Essas mesmas considerações se aplicam ao novo conceito mágico – a relação universidade-empresa. Ele não define corretamente o papel da universidade, que é a formação de cidadãos com espírito crítico sobre a sua condição humana e social; e não define a empresa, que é o locus de acumulação de capital que introduz a inovação para auferir lucros monopolistas pelo maior espaço de tempo possível. Não existe nenhuma possibilidade de o espírito empreendedor individual resolver essa contradição.
Inovação é um processo sistêmico, coletivo, incerto, paciente e caro. Ninguém dorme pensando em resolver um problema tecnológico para colocar um produto ou processo novo ou modificado no mercado e acorda com a solução.
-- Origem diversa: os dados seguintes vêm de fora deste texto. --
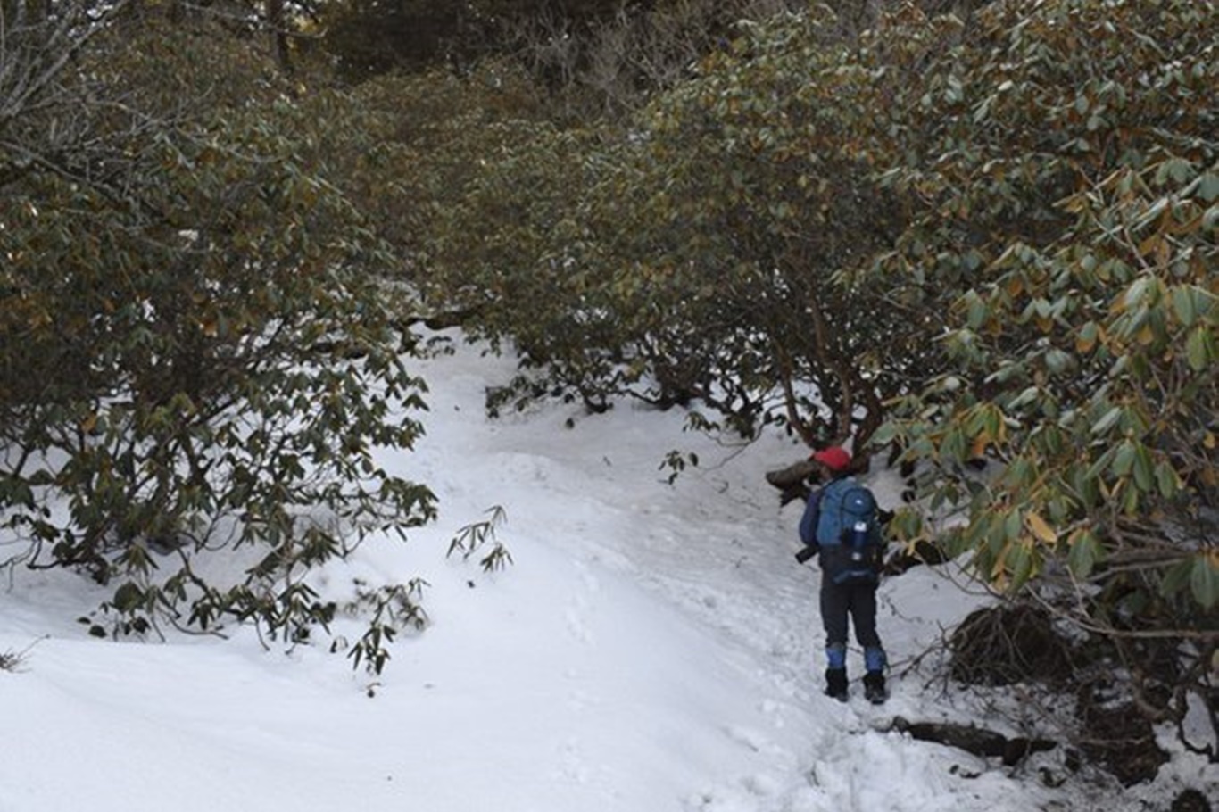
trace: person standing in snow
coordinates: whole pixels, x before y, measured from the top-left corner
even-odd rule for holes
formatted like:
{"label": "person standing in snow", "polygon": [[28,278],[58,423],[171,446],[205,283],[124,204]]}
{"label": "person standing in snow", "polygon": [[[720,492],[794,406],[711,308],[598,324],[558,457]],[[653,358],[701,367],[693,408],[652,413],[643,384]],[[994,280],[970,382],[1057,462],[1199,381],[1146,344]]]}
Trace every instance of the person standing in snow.
{"label": "person standing in snow", "polygon": [[[851,475],[851,455],[840,446],[823,449],[811,460],[820,469],[820,488],[805,502],[796,558],[818,556],[822,569],[820,608],[825,625],[825,694],[847,699],[846,639],[848,623],[863,646],[864,696],[885,701],[885,649],[876,634],[876,585],[884,539],[872,491]],[[858,546],[852,545],[852,534]]]}

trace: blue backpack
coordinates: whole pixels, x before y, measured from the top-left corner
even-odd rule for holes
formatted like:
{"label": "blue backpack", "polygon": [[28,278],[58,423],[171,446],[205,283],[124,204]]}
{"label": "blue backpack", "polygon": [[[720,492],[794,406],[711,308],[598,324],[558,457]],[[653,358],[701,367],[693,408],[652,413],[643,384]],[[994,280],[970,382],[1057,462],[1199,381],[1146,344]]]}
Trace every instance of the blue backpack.
{"label": "blue backpack", "polygon": [[875,584],[880,580],[885,541],[876,515],[876,497],[852,477],[822,489],[817,544],[825,577],[835,584]]}

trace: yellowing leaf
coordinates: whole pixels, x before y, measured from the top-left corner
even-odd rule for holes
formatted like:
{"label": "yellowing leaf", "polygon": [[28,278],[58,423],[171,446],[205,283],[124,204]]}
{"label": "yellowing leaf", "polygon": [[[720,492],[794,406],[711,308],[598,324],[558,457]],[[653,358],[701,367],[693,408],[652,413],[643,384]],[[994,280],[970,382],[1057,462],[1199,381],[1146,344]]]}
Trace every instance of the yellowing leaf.
{"label": "yellowing leaf", "polygon": [[1046,544],[1053,544],[1058,540],[1058,534],[1054,532],[1050,524],[1041,518],[1039,515],[1029,511],[1024,515],[1024,521],[1029,525],[1029,530],[1032,532],[1035,536],[1045,541]]}

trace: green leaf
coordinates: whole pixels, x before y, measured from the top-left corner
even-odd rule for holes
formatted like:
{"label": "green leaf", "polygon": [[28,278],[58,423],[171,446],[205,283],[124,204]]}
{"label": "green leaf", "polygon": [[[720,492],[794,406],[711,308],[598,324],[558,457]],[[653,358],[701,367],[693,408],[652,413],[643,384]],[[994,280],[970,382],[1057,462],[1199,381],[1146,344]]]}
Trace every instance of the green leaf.
{"label": "green leaf", "polygon": [[1009,546],[1004,563],[1012,575],[1011,589],[1013,593],[1028,583],[1036,569],[1036,558],[1026,544],[1013,544]]}
{"label": "green leaf", "polygon": [[1204,371],[1215,357],[1214,332],[1206,324],[1197,324],[1185,339],[1185,357],[1195,372]]}
{"label": "green leaf", "polygon": [[1219,602],[1219,563],[1215,556],[1199,555],[1190,572],[1190,591],[1202,608],[1209,610]]}
{"label": "green leaf", "polygon": [[1087,578],[1100,557],[1101,544],[1092,530],[1078,530],[1072,534],[1067,566],[1070,567],[1073,575],[1080,579]]}
{"label": "green leaf", "polygon": [[1111,467],[1113,474],[1115,477],[1129,477],[1135,467],[1137,452],[1139,450],[1131,440],[1123,440],[1121,445],[1118,446],[1117,454],[1113,456],[1113,466]]}

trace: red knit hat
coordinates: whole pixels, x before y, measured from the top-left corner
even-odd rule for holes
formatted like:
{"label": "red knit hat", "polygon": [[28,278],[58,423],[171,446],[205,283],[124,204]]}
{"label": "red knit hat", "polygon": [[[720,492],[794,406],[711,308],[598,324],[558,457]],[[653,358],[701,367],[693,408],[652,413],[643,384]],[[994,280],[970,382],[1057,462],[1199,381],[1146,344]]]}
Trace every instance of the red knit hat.
{"label": "red knit hat", "polygon": [[839,445],[831,445],[828,449],[822,449],[820,451],[814,451],[809,460],[816,460],[830,471],[846,471],[851,467],[851,455],[846,449]]}

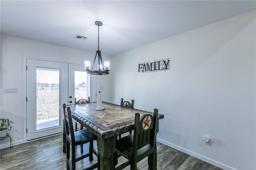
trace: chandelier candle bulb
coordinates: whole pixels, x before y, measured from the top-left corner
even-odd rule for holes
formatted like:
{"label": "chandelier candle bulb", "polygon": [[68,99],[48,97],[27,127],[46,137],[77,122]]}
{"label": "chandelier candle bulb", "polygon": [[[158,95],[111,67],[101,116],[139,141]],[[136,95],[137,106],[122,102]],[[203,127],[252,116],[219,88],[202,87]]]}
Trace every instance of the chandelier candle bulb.
{"label": "chandelier candle bulb", "polygon": [[91,68],[91,61],[84,61],[84,69],[86,70],[90,70]]}
{"label": "chandelier candle bulb", "polygon": [[104,61],[104,67],[105,67],[105,70],[109,71],[110,66],[110,62],[109,61]]}

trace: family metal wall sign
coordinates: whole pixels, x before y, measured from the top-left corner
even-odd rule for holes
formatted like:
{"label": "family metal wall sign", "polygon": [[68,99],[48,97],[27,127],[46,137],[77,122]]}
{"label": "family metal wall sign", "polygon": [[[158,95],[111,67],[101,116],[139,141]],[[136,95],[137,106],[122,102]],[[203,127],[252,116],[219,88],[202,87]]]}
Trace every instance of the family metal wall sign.
{"label": "family metal wall sign", "polygon": [[148,73],[170,69],[170,59],[155,60],[154,62],[144,62],[139,63],[138,72]]}

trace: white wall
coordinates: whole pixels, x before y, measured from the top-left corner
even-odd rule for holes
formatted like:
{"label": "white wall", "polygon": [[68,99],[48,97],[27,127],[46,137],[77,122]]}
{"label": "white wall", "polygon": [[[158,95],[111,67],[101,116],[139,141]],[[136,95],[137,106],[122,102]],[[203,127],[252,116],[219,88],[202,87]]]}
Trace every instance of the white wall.
{"label": "white wall", "polygon": [[[113,56],[111,102],[158,108],[160,142],[226,169],[256,169],[255,14]],[[138,72],[139,63],[167,58],[170,70]]]}
{"label": "white wall", "polygon": [[[90,60],[92,62],[95,53],[3,35],[1,35],[0,48],[0,116],[9,118],[14,123],[10,134],[12,144],[15,145],[26,142],[23,138],[24,130],[26,128],[23,123],[23,102],[26,98],[23,95],[23,91],[26,88],[23,85],[23,72],[25,71],[23,65],[23,55],[34,58],[83,64],[85,60]],[[110,59],[107,56],[103,55],[102,57],[104,60]],[[99,76],[97,86],[103,87],[102,100],[108,101],[110,95],[110,80]],[[18,93],[3,93],[5,87],[17,87]],[[96,101],[96,99],[94,100]],[[1,148],[9,146],[8,140],[1,140]]]}

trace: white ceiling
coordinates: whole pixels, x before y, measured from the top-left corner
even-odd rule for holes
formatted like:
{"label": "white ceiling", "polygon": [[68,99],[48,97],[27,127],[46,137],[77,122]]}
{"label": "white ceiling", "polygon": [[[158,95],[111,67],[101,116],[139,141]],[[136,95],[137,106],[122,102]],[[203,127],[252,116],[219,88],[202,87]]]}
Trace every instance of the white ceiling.
{"label": "white ceiling", "polygon": [[99,20],[100,50],[110,56],[256,9],[254,0],[0,3],[1,34],[96,52]]}

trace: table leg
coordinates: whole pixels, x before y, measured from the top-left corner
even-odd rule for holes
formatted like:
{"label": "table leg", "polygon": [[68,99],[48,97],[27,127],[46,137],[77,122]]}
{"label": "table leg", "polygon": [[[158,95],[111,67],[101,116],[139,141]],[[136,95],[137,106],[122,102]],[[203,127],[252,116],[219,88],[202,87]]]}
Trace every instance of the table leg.
{"label": "table leg", "polygon": [[100,157],[100,170],[112,170],[114,169],[113,157],[116,145],[115,137],[114,136],[106,139],[98,138],[97,140],[98,151]]}
{"label": "table leg", "polygon": [[66,153],[66,146],[67,145],[66,142],[66,128],[65,127],[65,120],[63,119],[63,140],[62,140],[62,143],[63,143],[63,153]]}

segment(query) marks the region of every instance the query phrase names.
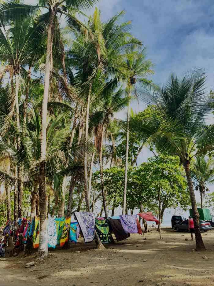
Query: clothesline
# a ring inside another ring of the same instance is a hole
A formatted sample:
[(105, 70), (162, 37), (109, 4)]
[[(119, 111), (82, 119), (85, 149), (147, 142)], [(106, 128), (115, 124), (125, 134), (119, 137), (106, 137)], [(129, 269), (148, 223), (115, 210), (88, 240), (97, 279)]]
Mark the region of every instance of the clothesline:
[[(138, 214), (137, 215), (146, 220), (159, 222), (151, 212)], [(90, 242), (94, 239), (96, 229), (101, 242), (109, 243), (113, 240), (113, 233), (117, 241), (130, 236), (130, 233), (142, 234), (139, 221), (136, 215), (122, 215), (95, 218), (91, 212), (74, 212), (69, 218), (56, 218), (50, 215), (47, 219), (48, 245), (55, 248), (57, 245), (61, 247), (69, 240), (76, 244), (80, 232), (82, 233), (85, 243)], [(3, 231), (3, 235), (7, 233), (15, 236), (15, 248), (27, 244), (26, 247), (32, 245), (34, 248), (39, 247), (39, 219), (35, 217), (28, 220), (23, 218), (17, 221), (17, 227), (14, 229), (14, 222), (8, 223)]]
Esse processo envolve avanços e retrocessos e a formação de equipes que vão compartilhar um conhecimento formal e tácito. Por sua vez, esse conhecimento vai ser apropriado por cada empresa inovadora, constituindo o seu ativo intangível que a diferencia das demais. Além disso, ele tem características heterogêneas setoriais que fazem com que as empresas inovadoras não possam aplicar receitas amplas e gerais que se aplicam uniformemente.
Daí porque a ideia neoclássica de políticas horizontais homogêneas para todas as empresas, ao invés de ser uma política transformadora, é conservadora das condições pré-existentes do mercado. Também a ideia de políticas industriais para corrigir falhas de mercado parte de uma ideia metafísica de que existe um mercado perfeito como objetivo a ser alcançado pela política.
Outra questão relacionada à política industrial é se o capitalismo de livre mercado fortalece a democracia ou desencadeia forças antidemocráticas. Essa questão surgiu pela primeira vez na “Era do Iluminismo”, quando o capitalismo foi revolucionário para quebrar a rígida ordem feudal. Essa visão de mundo, que ainda permanece viva nos livros de economia pelos (neo)liberais, prevê uma sociedade de oportunidades iguais de pequenos produtores e consumidores, e despreza o poder de mercado originado pela desigualdade na acumulação de capital. Nessas condições existiria o verdadeiro “socialismo de mercado” (sic), com igualdade de oportunidade para todos, como descrito em parágrafo anterior.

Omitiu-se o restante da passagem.